One: a synthetic phonics method, where a code is thoroughly taught prior to actual practice in reading.

Two: applied phonics, where an element of the code is taught, and then the children practice this phonic element by reading a story in which there are many words deliberately written into the text to give the reader an opportunity to practice the particular phonics rule.

Three: phonics and whole language elements are combined. There is a specific phonics curriculum but the students also use "real" children's books and also practice literacy in all four language dimensions.

Four: "Phonics as needed" is where the children use whole books and whole language, but some phonics elements are directly taught if the teacher sees a need. Direct phonics generalizations might be taught through spelling, or as individual children might need them.

Five: In a pure whole language approach, phonics notions are learned intuitively, through much practice in choral reading, chanting, writing with invented spelling, and speech, often in the form of drama.

Many teachers of beginning reading are in the middle of this continuum, individualizing their instruction for each learner, and using elements from all areas.
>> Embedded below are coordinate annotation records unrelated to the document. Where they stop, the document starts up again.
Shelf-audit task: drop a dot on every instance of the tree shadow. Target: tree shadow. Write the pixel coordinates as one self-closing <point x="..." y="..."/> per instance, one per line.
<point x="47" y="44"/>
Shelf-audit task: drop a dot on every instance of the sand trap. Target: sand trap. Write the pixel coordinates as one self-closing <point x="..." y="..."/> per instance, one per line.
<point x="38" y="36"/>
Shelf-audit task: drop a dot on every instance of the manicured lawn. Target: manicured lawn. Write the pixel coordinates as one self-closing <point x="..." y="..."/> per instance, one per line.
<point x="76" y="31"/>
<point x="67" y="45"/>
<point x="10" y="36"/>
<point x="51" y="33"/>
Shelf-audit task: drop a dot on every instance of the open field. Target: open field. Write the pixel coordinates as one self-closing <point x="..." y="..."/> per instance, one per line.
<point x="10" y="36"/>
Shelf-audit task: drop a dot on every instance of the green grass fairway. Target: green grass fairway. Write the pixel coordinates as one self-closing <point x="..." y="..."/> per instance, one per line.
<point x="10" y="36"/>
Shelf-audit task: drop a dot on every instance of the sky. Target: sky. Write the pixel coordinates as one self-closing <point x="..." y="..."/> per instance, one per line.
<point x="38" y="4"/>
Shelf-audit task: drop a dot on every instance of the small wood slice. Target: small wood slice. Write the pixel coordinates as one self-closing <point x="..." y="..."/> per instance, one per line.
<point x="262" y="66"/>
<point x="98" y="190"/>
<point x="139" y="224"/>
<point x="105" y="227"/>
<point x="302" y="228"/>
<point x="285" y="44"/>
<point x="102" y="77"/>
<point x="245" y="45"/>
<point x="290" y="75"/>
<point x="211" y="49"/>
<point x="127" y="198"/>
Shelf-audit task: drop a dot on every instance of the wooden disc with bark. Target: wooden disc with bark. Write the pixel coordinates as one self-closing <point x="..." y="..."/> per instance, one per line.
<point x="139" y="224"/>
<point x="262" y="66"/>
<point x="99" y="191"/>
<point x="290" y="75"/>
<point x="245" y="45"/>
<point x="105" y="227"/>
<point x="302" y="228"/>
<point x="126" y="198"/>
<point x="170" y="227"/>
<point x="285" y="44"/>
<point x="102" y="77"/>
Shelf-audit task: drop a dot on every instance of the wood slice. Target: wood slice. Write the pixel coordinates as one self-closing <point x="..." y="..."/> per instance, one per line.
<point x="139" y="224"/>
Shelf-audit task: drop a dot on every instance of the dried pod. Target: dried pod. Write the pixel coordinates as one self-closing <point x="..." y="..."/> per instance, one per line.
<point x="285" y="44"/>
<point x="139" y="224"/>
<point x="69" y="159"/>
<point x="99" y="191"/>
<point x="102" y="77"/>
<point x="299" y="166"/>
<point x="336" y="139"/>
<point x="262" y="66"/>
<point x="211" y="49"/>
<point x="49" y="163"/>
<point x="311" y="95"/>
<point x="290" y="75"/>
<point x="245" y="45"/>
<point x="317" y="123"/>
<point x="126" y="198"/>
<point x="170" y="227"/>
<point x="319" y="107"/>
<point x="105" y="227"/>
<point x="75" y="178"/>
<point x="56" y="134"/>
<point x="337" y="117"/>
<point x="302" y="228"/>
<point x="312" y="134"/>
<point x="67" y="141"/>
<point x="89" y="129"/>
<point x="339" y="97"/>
Thus a "real" reading teacher would have both whole language and phonics based lessons in his/her reading curriculum. It is usually the reading theorists who take a purer position and argue that the pole positions reflect the "correct" technique.

Why Our Children Can't Read, And What We Can Do About It, by Diane McGuinness, presents a strong argument for the author's technique for teaching beginning reading through a program in phoneme awareness training that she has registered to herself under the trade name of Allographs. The author is a professor at the University of South Florida and a cognitive developmental psychologist. Her method seems based on both theories of learning psychology and the historical development of modern English from Anglo-Saxon and Norman French. Her book is also an attack on other methods of teaching reading. Dr. McGuinness is especially critical of the Whole Language method, which she believes is causing widespread reading disability: "Writing systems are codes for spoken language. Someone has to teach the code, because most people can't figure it out alone" (101). She also believes many phonics-based systems are also deficient as they either fail to teach the entire code, or fail to teach the code in a manner that the students can understand and apply. Finally, she is critical of professors of reading pedagogy, who, themselves, do not understand the code.
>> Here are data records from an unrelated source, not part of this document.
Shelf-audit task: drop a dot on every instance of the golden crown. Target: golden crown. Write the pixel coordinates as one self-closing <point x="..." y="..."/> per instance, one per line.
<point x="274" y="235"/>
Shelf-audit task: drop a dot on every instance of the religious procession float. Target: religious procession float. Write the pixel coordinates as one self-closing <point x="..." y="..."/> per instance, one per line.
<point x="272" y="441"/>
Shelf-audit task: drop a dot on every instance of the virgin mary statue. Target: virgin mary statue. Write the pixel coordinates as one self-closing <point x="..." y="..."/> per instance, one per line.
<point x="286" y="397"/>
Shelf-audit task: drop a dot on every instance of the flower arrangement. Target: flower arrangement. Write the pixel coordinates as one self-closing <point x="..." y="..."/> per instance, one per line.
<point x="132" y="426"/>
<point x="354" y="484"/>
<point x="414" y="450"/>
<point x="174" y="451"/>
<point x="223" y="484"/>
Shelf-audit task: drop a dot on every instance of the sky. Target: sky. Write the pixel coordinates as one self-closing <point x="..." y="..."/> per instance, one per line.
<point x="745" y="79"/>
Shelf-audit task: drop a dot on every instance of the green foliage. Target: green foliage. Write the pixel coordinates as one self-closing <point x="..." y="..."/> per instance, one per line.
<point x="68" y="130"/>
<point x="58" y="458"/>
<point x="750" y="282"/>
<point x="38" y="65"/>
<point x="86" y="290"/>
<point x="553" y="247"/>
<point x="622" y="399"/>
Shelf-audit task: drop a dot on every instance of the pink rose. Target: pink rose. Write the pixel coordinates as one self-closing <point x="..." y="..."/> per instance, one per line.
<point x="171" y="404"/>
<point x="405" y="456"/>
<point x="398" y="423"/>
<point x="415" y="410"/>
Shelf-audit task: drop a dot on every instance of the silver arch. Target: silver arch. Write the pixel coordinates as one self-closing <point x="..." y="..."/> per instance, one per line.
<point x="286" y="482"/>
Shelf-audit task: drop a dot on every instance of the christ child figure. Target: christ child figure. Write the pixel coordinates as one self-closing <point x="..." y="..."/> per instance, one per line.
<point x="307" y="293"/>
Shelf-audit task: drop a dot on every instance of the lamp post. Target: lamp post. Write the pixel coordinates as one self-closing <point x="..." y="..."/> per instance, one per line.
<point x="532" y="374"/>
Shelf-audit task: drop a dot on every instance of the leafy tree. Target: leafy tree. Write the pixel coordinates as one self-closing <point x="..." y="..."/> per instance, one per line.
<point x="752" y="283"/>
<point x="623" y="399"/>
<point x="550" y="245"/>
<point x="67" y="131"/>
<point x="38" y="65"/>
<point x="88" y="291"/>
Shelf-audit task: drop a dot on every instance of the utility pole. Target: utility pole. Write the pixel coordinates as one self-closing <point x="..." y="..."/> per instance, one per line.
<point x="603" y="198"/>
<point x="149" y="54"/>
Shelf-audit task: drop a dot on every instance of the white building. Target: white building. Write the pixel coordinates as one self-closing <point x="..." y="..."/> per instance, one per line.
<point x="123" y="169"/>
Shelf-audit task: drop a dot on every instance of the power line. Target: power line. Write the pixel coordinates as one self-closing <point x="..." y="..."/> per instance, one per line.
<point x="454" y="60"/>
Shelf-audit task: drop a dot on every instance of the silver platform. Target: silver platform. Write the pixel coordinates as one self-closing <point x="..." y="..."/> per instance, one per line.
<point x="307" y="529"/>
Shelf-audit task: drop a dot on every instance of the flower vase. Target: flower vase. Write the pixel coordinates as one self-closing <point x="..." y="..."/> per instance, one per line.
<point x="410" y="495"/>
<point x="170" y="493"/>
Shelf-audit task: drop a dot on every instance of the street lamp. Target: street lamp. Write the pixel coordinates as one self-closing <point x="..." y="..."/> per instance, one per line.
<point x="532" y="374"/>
The "correct code", which she owns and has copyrighted under the name Allographs, consists of 43 phonemes in English which are represented by approximately 100 letters or letter combinations. There are 24 letter and letter combinations for the consonant sounds, and 19 for the vowel sounds. The learning of these sound symbol relationships must precede most reading in order that the child have a logical basis for decoding the text into sound. One of the sections of the book describes a method and philosophy for the teaching of these "Allographs." Thus, in the great debate, Dr. Diane McGuiness, and her book Why Our Children Can't Read, would support the theories of the foniks fowks.

What is the correct method, whole language or phonics? The answer is, there are many other factors that affect a child's development as a reader. How much the parents support reading and provide time for reading are important elements, as is the amount of television viewing, the availability of books in the home, access to libraries, income of the family, education of the parents, and, perhaps of greatest importance, the skill of the individual teacher to nurture the child through the processes of emergent and developing literacy. Much of the research suggests that the methods of teaching reading are not as significant as these other factors.

The author argues well and supports her positions with anecdotes about children who fail to learn to read and with reference to specific studies. Still, if children do not practice the skills of reading until they become automatic, they will probably fail to become fluent readers. Currently, the "typical child" practices watching television for four hours a day, and reading for less than ten minutes. This is the problem!